It was a landmark moment because all the evidence suggests that whilst a heavy handed approach might look good politically, the practice is worse than ineffective.

But within that broad discussion about rethinking our approach to drug’s policy, something else emerged, not new, but shockingly under reported...the UK’s ‘War on drugs’, is a war on young Black men and women.

Dr Julian Huppert MP, a leading figure in the campaign to reform our drugs policy, told the House of Commons:

“We have huge problems with discrimination. For black and minority ethnic groups, the use of harder drugs is lower, but arrests are higher and they are twice as likely to proceed to court than white people. That is not right; we should not be doing that. With more than half of stop and searches being for possession, even the Home Secretary has acknowledged the problems that can result from that.”

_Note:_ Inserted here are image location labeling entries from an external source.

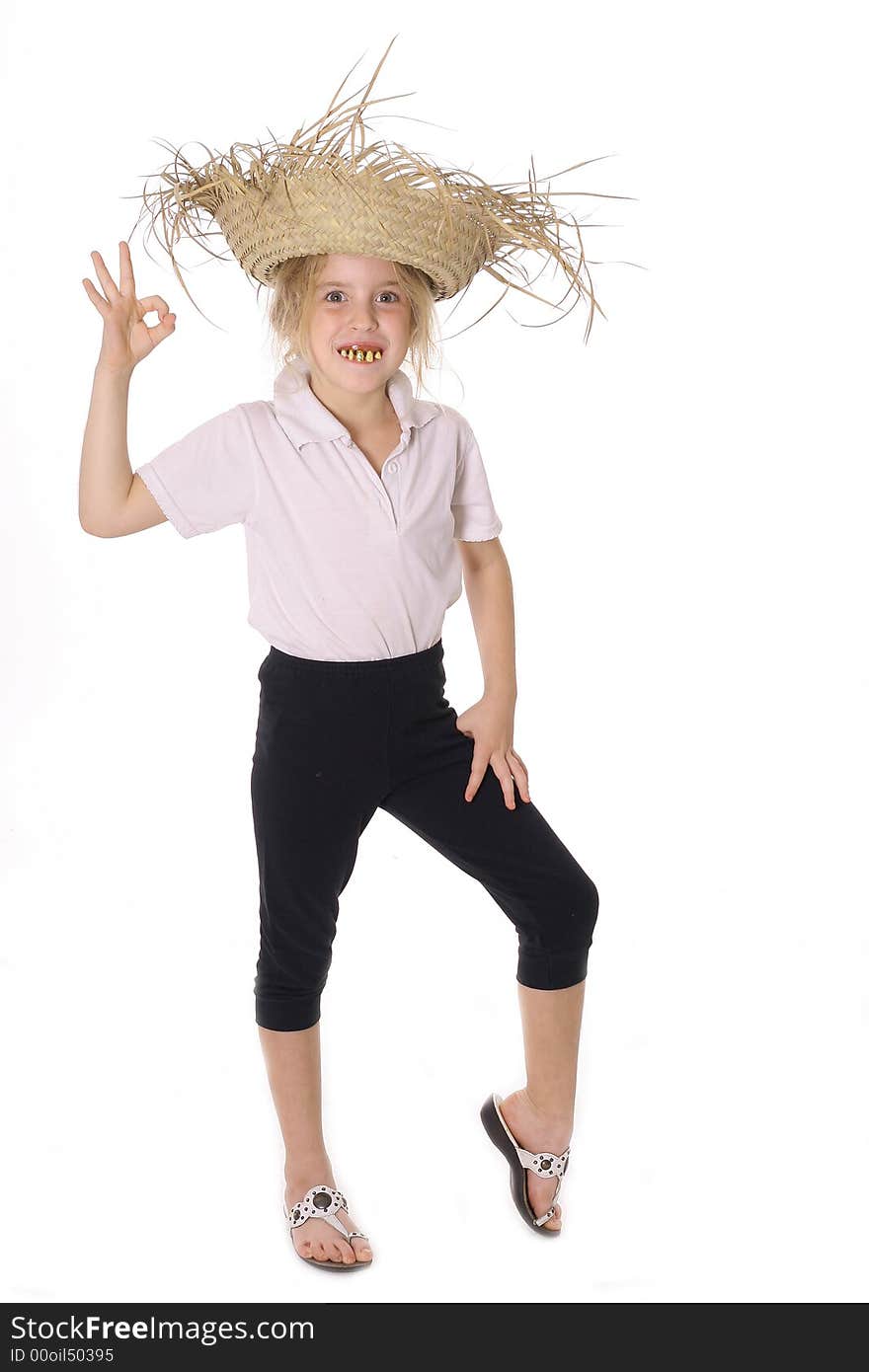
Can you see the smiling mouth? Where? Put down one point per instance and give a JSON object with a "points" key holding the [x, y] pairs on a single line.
{"points": [[364, 357]]}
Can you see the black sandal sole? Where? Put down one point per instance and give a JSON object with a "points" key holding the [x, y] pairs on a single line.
{"points": [[496, 1129]]}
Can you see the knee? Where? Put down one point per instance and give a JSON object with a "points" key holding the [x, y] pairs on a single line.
{"points": [[553, 946]]}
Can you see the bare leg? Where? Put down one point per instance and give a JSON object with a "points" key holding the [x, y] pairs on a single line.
{"points": [[541, 1114], [292, 1065]]}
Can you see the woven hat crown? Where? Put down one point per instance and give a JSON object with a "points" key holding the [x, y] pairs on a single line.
{"points": [[322, 193]]}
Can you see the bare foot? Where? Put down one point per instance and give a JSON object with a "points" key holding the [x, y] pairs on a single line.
{"points": [[537, 1132], [319, 1239]]}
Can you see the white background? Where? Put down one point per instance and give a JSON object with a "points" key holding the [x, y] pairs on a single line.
{"points": [[684, 506]]}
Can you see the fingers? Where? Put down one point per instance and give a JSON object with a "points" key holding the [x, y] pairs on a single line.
{"points": [[511, 774], [153, 302], [478, 771], [113, 295], [127, 284], [94, 295], [520, 773], [157, 333]]}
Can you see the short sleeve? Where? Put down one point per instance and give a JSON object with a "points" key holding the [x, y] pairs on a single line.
{"points": [[204, 481], [474, 514]]}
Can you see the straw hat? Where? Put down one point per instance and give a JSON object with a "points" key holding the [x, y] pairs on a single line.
{"points": [[316, 195]]}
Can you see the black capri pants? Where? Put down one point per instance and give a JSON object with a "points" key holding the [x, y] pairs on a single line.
{"points": [[335, 741]]}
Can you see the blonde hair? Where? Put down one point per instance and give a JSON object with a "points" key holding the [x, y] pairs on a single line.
{"points": [[292, 298]]}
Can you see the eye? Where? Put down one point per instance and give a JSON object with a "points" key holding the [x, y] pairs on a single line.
{"points": [[330, 294]]}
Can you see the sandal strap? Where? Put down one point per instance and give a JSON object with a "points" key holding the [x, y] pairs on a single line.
{"points": [[544, 1164], [320, 1203], [541, 1219]]}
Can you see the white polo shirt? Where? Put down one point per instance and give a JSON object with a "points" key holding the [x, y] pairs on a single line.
{"points": [[342, 564]]}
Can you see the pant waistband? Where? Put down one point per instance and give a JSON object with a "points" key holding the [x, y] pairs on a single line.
{"points": [[425, 660]]}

Huppert is right. In Hackney alone during August and September some 4,000 Stop and Searches were drug-related. This equates to more than half of the local police ‘Stops’ .

As he says, Black people use drugs less than whites, if for no other reason than the cost involved. And yet the behavior of our police and the workings of the Criminal Justice system are stacked against Black people.

The system turns a blind to the celebrity, media, middle class drug use, while picking on and severely punishing Black youths, many of whom then begin the depressingly common downward spiral of unemployment, alienation, reoffending and being on the police radar as easy targets.

Also speaking during the debate was Hackney’s Diane Abbott. She commented on her own experience helping Black women in Holloway Prison, many of whom, she said, go there drug free and come out with a drug addiction.

Black and minority ethnic communities up and down the country must be acutely alive to the implications of this debate. The reality is that many young men and women will at some point experiment with drugs. Too often when a white graduate is caught with the Class A drug , they are cautioned and can continue with their careers, whilst a young Black man with some weed is criminalised with all the implications that has for their future.